Edwards could only garner 46% of the first primary vote. The Governor took a real shellacking in rural parishes throughout the state. Ands black turnout, traditionally a strong democratic vote, was a dismal 36%. Many insiders felt the democratic establishment dropped the ball in a weak effort to get out the traditional party vote. There were plenty of ballots floating around for Edwards, but the usual concentrated effort of canvasing and election day coordination was frail at best in many African American communities and non-existent in others.]
The current runoff race is pegged a dead heat. The winner will be determined by who can best energize their respective voters. Edwards has his work cut out since his turnout was lower than expected in the first primary. And then there is the big elephant in the room. Donald Trump. Rispone is counting on the President to hold at least one major rally in the state, and possibly more.
Although Trump’s current favorability is down from a high of 65% in the spring, he still is strongly supported by a majority of the state’s voters. So the Edwards team has to figure out a way to attack Rispone’s record without alienating Trump supporters. He has a big challenge in the few shorts weeks until election day November 16th. But Edwards is the incumbent, and he won an uphill race as a democrat in a republican state just four years ago. Get ready for a knockdown, drag out campaign in the next two weeks.
This will be my last column for the year. I have written my opinionated views since 2003. It’s hard to believe I have not missed a week in the past sixteen years. I have enjoyed hearing from so many readers and I’m glad to have been a small part of our current political debate.
But I’m approaching 80 years old, and I have grandkids that need my attention and some traveling to do. I hope to get back in touch through my weekly column after the first of the year.
In the meantime, I’ll be traveling the state and promoting my new book, My Louisiana Odyssey, a memoir about my love affair with the Bayou State. This is my 5th book, and I’ve tried to write a compelling, informative and humorous adventure of what it’s like to “discover” the most interesting state in America.

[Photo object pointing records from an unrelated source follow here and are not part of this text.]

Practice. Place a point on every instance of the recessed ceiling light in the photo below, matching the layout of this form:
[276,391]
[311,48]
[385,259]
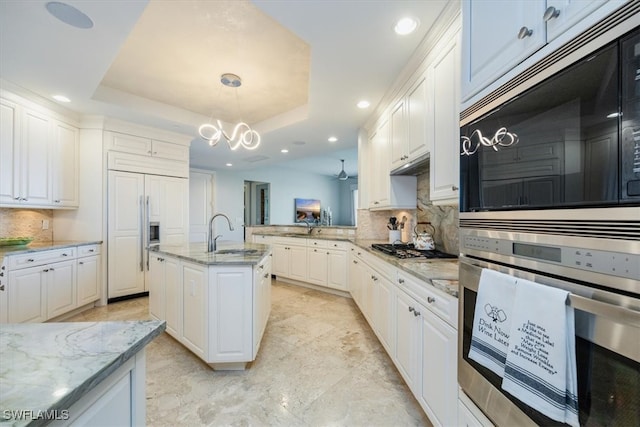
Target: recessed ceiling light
[69,15]
[406,26]
[61,98]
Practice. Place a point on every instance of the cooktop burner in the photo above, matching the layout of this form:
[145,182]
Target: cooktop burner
[404,251]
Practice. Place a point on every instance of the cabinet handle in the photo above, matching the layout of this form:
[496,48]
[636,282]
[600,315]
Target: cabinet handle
[524,33]
[550,13]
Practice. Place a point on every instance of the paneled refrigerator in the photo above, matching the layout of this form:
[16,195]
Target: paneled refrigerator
[143,209]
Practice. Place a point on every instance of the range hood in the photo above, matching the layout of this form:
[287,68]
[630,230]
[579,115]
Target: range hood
[414,167]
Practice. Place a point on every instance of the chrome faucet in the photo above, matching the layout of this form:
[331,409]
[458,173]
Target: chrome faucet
[309,228]
[212,242]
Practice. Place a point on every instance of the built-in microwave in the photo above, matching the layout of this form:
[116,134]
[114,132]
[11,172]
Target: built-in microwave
[571,140]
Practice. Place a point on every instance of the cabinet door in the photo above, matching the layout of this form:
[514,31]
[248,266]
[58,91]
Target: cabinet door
[9,152]
[125,238]
[65,165]
[398,137]
[337,270]
[417,112]
[439,370]
[156,285]
[491,49]
[570,12]
[61,288]
[445,158]
[231,338]
[281,260]
[173,296]
[195,309]
[408,340]
[317,266]
[35,178]
[298,263]
[27,295]
[88,280]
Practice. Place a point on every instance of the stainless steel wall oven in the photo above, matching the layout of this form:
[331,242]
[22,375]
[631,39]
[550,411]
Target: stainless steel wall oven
[550,192]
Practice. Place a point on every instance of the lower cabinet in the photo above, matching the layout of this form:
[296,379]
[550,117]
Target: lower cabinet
[218,312]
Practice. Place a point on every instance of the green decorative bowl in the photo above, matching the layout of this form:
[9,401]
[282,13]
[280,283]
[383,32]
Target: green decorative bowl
[15,241]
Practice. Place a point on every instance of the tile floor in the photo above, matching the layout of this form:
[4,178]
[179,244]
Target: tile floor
[319,365]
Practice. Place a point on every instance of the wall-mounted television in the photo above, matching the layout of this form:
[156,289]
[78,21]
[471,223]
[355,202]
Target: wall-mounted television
[307,209]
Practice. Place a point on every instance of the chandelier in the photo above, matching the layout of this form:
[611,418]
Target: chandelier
[242,135]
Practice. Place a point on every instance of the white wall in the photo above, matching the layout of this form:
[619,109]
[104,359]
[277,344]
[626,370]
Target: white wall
[286,185]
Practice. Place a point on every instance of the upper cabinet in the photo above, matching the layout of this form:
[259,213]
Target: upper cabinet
[499,35]
[38,158]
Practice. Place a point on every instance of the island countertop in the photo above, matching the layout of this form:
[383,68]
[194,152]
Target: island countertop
[50,366]
[227,253]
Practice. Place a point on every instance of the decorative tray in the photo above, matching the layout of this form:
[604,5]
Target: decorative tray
[15,241]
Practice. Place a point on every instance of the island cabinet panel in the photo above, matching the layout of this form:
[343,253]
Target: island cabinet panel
[195,313]
[230,300]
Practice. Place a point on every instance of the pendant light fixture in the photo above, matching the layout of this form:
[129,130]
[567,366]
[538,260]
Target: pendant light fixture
[342,176]
[242,134]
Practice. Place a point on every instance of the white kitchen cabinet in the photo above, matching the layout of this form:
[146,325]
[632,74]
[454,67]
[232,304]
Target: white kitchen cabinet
[290,258]
[443,76]
[65,165]
[526,27]
[146,147]
[27,295]
[135,200]
[439,366]
[410,139]
[38,158]
[61,287]
[88,276]
[195,313]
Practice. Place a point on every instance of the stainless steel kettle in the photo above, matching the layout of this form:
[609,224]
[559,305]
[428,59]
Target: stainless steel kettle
[424,240]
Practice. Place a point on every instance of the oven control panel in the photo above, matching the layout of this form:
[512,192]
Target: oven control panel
[598,261]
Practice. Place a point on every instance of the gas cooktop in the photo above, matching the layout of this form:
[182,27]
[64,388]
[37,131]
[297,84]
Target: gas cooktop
[405,251]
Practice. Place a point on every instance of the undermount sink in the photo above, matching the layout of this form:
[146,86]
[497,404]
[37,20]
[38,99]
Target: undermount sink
[236,251]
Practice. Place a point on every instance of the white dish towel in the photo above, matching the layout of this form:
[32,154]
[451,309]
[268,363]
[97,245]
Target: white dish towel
[492,320]
[541,362]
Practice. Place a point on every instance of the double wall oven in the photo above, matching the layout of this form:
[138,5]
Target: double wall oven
[550,192]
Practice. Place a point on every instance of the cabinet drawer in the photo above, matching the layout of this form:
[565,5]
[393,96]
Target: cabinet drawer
[39,258]
[336,244]
[441,304]
[316,243]
[88,250]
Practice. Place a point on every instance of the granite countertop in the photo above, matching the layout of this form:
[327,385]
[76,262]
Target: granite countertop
[43,246]
[197,252]
[49,366]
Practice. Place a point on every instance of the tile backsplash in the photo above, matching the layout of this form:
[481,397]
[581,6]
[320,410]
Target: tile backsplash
[16,222]
[444,218]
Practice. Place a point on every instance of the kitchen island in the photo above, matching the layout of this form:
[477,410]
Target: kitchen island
[87,372]
[217,303]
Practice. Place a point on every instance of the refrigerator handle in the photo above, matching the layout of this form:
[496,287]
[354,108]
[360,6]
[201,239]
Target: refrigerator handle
[146,227]
[141,234]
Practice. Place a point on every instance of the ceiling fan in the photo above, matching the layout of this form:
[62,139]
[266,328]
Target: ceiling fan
[342,176]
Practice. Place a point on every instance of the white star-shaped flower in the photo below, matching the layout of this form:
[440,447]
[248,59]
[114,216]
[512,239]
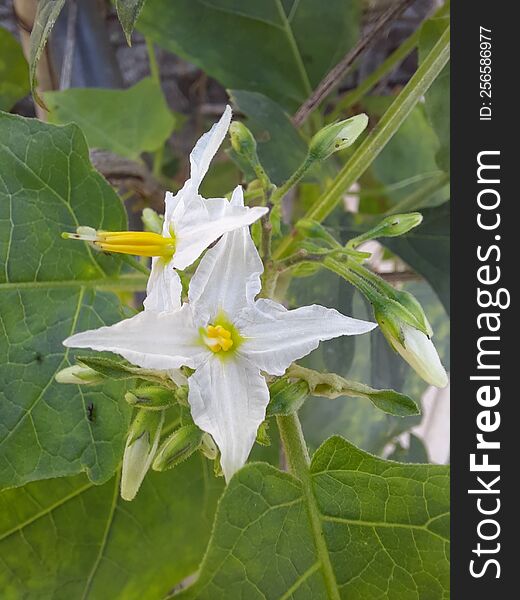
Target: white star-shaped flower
[229,338]
[191,224]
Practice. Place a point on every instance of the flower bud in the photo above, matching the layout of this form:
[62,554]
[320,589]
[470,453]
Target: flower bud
[151,397]
[242,140]
[286,396]
[396,225]
[152,221]
[141,447]
[79,375]
[178,447]
[208,447]
[415,347]
[337,136]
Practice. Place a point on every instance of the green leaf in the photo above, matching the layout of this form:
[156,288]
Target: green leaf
[127,122]
[427,250]
[280,49]
[128,12]
[46,14]
[408,158]
[46,293]
[385,526]
[415,453]
[14,71]
[67,538]
[281,149]
[437,99]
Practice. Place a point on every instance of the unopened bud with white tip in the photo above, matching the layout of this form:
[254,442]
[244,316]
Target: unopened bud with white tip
[141,447]
[415,346]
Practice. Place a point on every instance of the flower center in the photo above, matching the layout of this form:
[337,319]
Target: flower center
[217,338]
[138,243]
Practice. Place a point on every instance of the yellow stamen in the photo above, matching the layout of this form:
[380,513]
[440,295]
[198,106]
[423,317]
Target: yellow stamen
[218,338]
[138,243]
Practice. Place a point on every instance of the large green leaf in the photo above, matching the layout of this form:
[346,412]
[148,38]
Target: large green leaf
[437,99]
[385,527]
[47,186]
[406,163]
[281,49]
[281,149]
[128,11]
[14,71]
[67,538]
[127,122]
[46,14]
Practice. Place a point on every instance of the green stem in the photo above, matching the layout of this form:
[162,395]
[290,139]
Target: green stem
[384,68]
[132,283]
[374,143]
[152,59]
[367,84]
[299,462]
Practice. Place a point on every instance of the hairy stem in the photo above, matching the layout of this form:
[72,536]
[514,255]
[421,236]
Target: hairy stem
[374,143]
[299,461]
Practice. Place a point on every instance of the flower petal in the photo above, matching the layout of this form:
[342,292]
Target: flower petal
[205,222]
[164,288]
[228,399]
[228,276]
[150,340]
[207,146]
[275,336]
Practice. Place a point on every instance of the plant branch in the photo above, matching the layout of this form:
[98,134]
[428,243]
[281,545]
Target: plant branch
[299,462]
[333,77]
[377,139]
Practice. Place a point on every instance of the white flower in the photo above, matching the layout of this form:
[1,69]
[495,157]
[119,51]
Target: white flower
[191,224]
[420,353]
[228,338]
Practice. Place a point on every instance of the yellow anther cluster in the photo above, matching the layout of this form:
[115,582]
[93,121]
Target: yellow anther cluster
[138,243]
[218,338]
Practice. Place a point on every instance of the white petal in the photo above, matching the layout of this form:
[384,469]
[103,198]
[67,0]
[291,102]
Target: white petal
[203,224]
[207,146]
[228,399]
[227,278]
[421,354]
[164,288]
[275,337]
[150,340]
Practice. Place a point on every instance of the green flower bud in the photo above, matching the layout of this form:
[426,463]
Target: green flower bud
[413,306]
[208,447]
[242,140]
[151,397]
[178,447]
[152,221]
[286,396]
[396,225]
[392,226]
[414,346]
[337,136]
[141,446]
[79,375]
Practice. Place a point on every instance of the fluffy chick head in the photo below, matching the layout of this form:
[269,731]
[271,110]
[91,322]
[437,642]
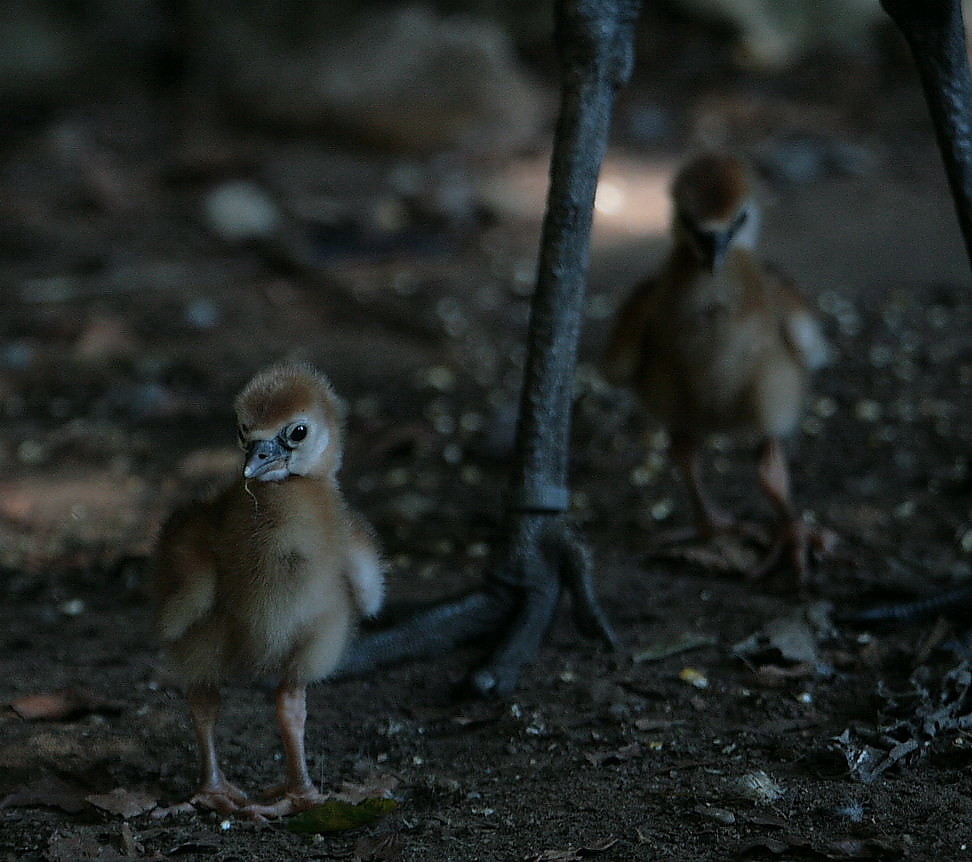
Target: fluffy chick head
[289,423]
[714,207]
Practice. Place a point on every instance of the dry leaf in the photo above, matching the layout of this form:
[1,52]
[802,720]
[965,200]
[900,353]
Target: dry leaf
[61,705]
[123,803]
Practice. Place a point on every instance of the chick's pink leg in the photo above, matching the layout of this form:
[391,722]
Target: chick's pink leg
[709,519]
[214,791]
[795,537]
[298,792]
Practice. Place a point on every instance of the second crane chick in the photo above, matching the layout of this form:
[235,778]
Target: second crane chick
[267,577]
[716,342]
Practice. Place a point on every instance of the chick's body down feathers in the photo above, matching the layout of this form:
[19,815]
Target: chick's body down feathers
[718,342]
[269,576]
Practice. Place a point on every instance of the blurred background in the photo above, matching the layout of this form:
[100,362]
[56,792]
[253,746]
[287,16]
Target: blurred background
[192,189]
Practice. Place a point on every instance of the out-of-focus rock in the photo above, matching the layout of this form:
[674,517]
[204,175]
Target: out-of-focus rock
[405,79]
[240,211]
[773,35]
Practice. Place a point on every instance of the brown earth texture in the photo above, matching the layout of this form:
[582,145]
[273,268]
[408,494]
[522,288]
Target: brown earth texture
[740,719]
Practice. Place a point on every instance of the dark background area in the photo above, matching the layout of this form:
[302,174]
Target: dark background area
[191,190]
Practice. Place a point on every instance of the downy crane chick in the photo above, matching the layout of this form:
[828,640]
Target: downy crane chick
[716,342]
[269,576]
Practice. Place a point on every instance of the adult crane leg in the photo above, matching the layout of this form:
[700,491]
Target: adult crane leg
[540,556]
[935,32]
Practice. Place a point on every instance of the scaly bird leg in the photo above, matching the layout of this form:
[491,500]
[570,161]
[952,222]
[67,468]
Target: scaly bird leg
[936,34]
[298,792]
[541,556]
[935,31]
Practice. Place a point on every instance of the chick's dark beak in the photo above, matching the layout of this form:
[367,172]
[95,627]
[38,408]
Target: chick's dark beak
[714,246]
[263,456]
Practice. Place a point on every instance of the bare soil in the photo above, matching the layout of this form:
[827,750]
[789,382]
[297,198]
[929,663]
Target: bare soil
[128,326]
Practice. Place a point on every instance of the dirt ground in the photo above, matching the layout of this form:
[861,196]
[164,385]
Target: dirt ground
[738,722]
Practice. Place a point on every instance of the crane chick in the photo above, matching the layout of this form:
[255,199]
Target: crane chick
[267,577]
[716,342]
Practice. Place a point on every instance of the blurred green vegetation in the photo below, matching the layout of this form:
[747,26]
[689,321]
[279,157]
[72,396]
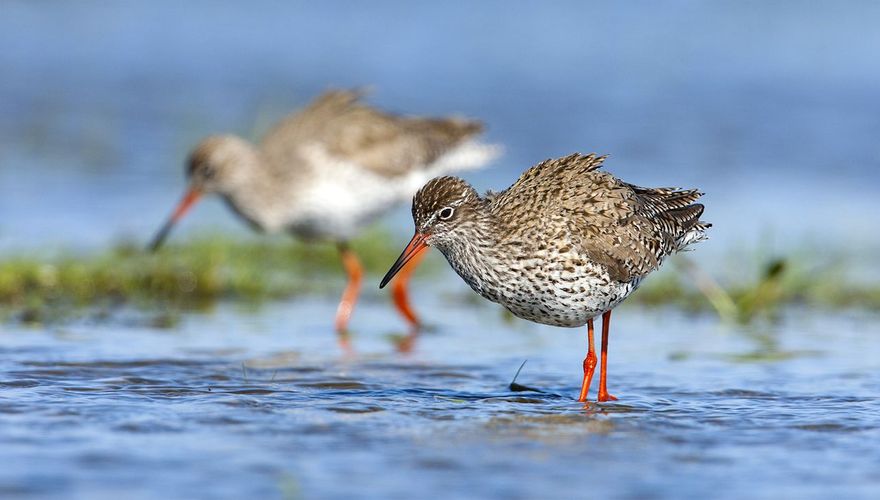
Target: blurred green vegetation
[759,286]
[190,275]
[204,270]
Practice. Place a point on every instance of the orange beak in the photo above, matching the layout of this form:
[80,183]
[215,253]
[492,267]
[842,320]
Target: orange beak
[416,245]
[189,199]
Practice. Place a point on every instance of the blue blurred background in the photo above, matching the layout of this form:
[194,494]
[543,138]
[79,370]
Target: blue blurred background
[772,108]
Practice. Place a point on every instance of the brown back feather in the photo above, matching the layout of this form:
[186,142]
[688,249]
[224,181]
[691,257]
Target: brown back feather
[624,228]
[351,131]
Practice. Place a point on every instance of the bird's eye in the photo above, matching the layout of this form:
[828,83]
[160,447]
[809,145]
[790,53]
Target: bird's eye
[446,213]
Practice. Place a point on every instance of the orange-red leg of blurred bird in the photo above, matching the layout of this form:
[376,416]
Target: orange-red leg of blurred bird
[349,296]
[603,389]
[589,364]
[401,299]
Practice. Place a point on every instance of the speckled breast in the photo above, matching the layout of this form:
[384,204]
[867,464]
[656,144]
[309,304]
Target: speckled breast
[543,289]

I have candidly tried to describe my personal relationship with a number of the state’s governors, as well as tales of meeting different presidents. My banjo playing got me through law school and led to a brief acting career. And my cookbook led to friendships with a number of the state’s top celebrity chefs, while Blue Dog artist George Rodrigue encouraged me to paint. I also write about my run-in with the Ku Klux Klan. And should one want revenge? You will find my opinion in this book. You can find all about it and order it a www.jimbrownla.com.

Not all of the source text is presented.